Israel is a country replete with conservative religions. It is located in the Middle East. Therefore, women do not have a key role to play in its society, correct?
That is certainly what liberal critics of the country would have you make believe. Just last week, a leading rabbi was kept under house arrest for harassment of young women. Known cases in the army – the largest bureaucracy in the country – total about 1.000 annually. Wages of women compared to men in similar jobs regularly lag behind. And the rest seems to be a familiar story…..
….or maybe not. The days of Prime Minister Golda Meir are four decades behind us. The outgoing governor of the Bank of Israel and at least the leaders of two major banks in Israel are women. Of the 120 members of the Israeli Parliament, 35 are female, a ratio that is improving consistently. Two of the country’s growing stars in TV journalism are women (and neither are Jewish).
I was particularly fascinated by three articles on women in Israeli society that have featured in the press recently.
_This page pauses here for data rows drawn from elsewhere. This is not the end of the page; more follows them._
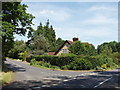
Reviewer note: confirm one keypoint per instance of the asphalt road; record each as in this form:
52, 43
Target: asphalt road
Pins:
29, 77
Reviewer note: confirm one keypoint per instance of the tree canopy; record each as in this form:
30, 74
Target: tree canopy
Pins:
80, 48
15, 20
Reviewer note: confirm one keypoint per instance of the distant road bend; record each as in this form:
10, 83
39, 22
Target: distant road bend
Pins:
29, 77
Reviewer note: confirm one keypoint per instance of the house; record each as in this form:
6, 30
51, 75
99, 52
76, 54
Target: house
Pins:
65, 46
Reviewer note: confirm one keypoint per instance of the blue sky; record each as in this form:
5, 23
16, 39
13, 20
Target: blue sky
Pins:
89, 21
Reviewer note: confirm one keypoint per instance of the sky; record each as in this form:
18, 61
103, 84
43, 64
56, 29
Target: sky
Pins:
93, 22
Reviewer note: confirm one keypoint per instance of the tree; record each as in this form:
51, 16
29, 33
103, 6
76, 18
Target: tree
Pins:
15, 20
113, 45
49, 33
18, 47
58, 43
79, 48
38, 45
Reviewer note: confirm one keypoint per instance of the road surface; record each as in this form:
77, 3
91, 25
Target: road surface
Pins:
29, 77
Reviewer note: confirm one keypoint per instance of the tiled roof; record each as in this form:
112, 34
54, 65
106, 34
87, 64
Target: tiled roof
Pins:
51, 53
71, 42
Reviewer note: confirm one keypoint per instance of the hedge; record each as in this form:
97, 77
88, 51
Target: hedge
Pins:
75, 62
54, 60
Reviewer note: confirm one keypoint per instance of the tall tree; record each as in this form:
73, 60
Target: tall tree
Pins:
49, 33
15, 20
38, 45
80, 48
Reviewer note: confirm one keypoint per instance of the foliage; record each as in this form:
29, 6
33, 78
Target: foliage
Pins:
24, 55
58, 44
79, 48
32, 62
108, 47
19, 47
48, 32
38, 45
75, 62
116, 58
15, 20
55, 60
80, 64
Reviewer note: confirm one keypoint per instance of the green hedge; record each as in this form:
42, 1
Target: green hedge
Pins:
73, 62
55, 60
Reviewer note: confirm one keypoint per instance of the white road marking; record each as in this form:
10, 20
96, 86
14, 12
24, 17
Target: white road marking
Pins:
102, 82
65, 80
51, 79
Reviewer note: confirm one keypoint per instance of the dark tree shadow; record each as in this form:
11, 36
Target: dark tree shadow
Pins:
15, 68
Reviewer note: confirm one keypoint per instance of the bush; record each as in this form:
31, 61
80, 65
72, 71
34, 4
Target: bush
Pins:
70, 61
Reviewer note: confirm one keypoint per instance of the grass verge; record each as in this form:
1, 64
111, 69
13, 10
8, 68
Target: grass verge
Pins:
6, 76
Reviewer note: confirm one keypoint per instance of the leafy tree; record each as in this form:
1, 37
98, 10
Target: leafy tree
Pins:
48, 32
79, 48
113, 46
24, 55
19, 47
58, 43
118, 47
15, 20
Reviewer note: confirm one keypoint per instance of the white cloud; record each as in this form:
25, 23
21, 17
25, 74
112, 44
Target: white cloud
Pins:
102, 8
52, 12
101, 19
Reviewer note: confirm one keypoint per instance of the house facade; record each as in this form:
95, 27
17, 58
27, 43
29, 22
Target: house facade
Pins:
65, 46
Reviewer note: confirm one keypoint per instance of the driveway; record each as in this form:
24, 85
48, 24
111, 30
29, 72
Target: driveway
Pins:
29, 77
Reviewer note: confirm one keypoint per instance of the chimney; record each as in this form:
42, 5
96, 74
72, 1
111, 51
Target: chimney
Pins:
75, 39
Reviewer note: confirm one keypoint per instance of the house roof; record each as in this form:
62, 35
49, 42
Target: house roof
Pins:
69, 42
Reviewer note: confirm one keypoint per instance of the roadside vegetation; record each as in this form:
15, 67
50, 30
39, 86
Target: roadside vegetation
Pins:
16, 21
6, 76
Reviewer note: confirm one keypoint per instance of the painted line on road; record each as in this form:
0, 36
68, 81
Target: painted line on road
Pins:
102, 82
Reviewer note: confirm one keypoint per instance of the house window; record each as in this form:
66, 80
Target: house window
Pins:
65, 50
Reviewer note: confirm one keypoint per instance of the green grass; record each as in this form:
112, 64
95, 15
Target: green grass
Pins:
6, 76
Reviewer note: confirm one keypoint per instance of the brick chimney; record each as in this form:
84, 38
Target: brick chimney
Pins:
75, 39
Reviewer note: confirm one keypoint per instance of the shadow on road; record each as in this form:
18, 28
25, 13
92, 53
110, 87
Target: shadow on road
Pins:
69, 82
15, 68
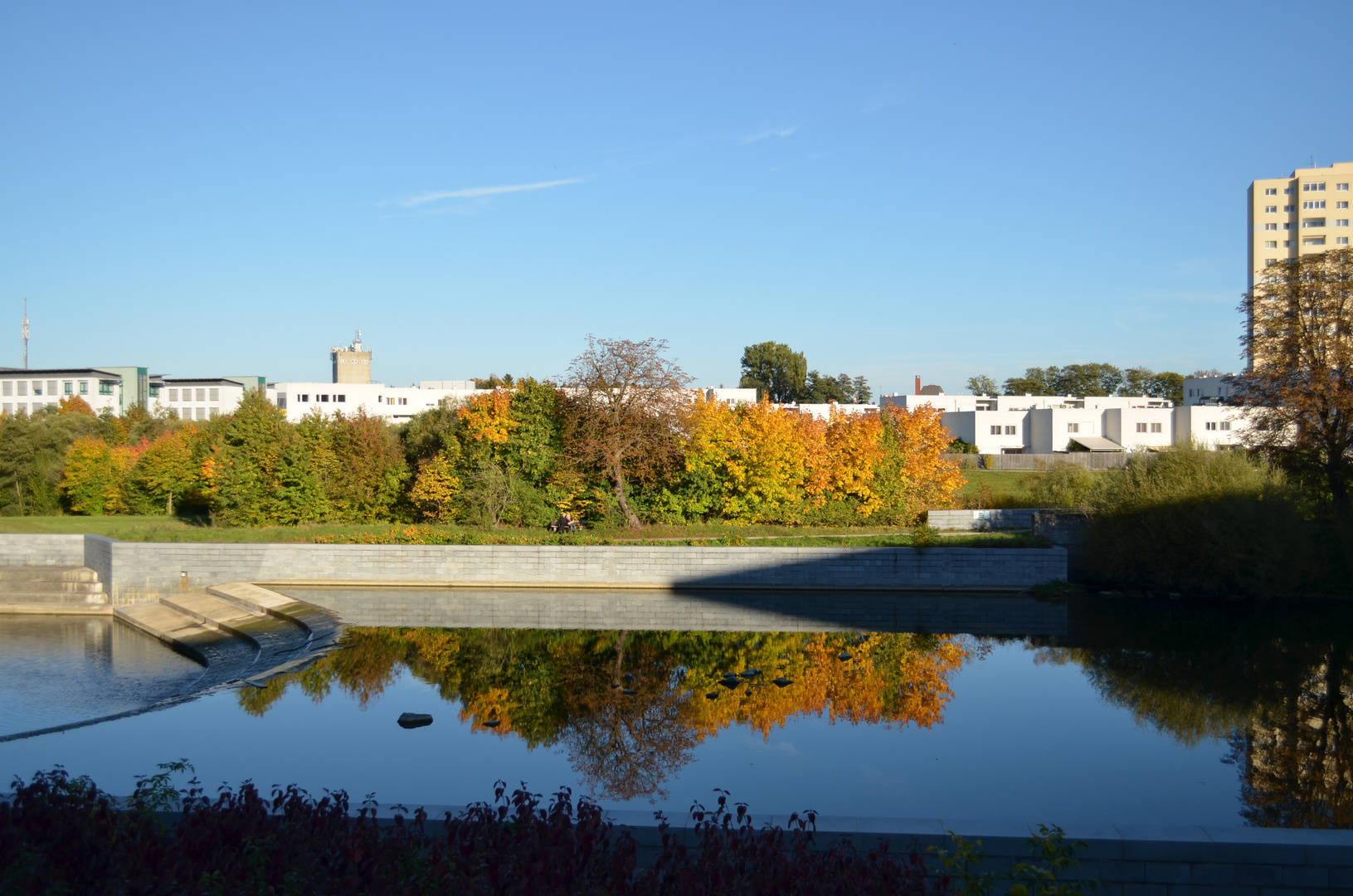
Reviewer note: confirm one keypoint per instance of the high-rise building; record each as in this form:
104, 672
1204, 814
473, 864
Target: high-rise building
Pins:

Karin Eibschitz Segal is the head of Intel’s R&D in Israel. That means 7,000 jobs and an annual revenue of around US$30 billion has a lot to do with how she is ‘feeling every morning’. For the record, Intel has made around 18 purchases of Israeli companies since 1974. 20% of its r&d team are estimated to be women.
Returning to politics, Aliza Bloch and Einat Kalish Rotem were recently elected as mayors of the cities of Beit Shemesh and Haifa respectively. Both where considered ‘dark horses’, ousting male incumbents who were considered safe bets just weeks before the polls opened. Interestingly, the former was the head mistress of a school, whose ex pupils are considered to have voted for her en masse.
And finally, and maybe surprisingly, is Hannah Ziad. I had never heard of her until last week. With over 700,000 followers, she is the country’s leading YouTube blogger. The vast majority of her fans are from Arab countries, looking out for her latest fashion tips. Now aged 25 and developing her own brand with a designer from Bethlehem, she has been active in social media for over a decade.
Does all this make Israel a ‘Garden of Eden’ for women to live in? Unfortunately not. However, it is an indication how the country is progressing, beyond the traditional religious restrictions. It also show how others can learn from these changes.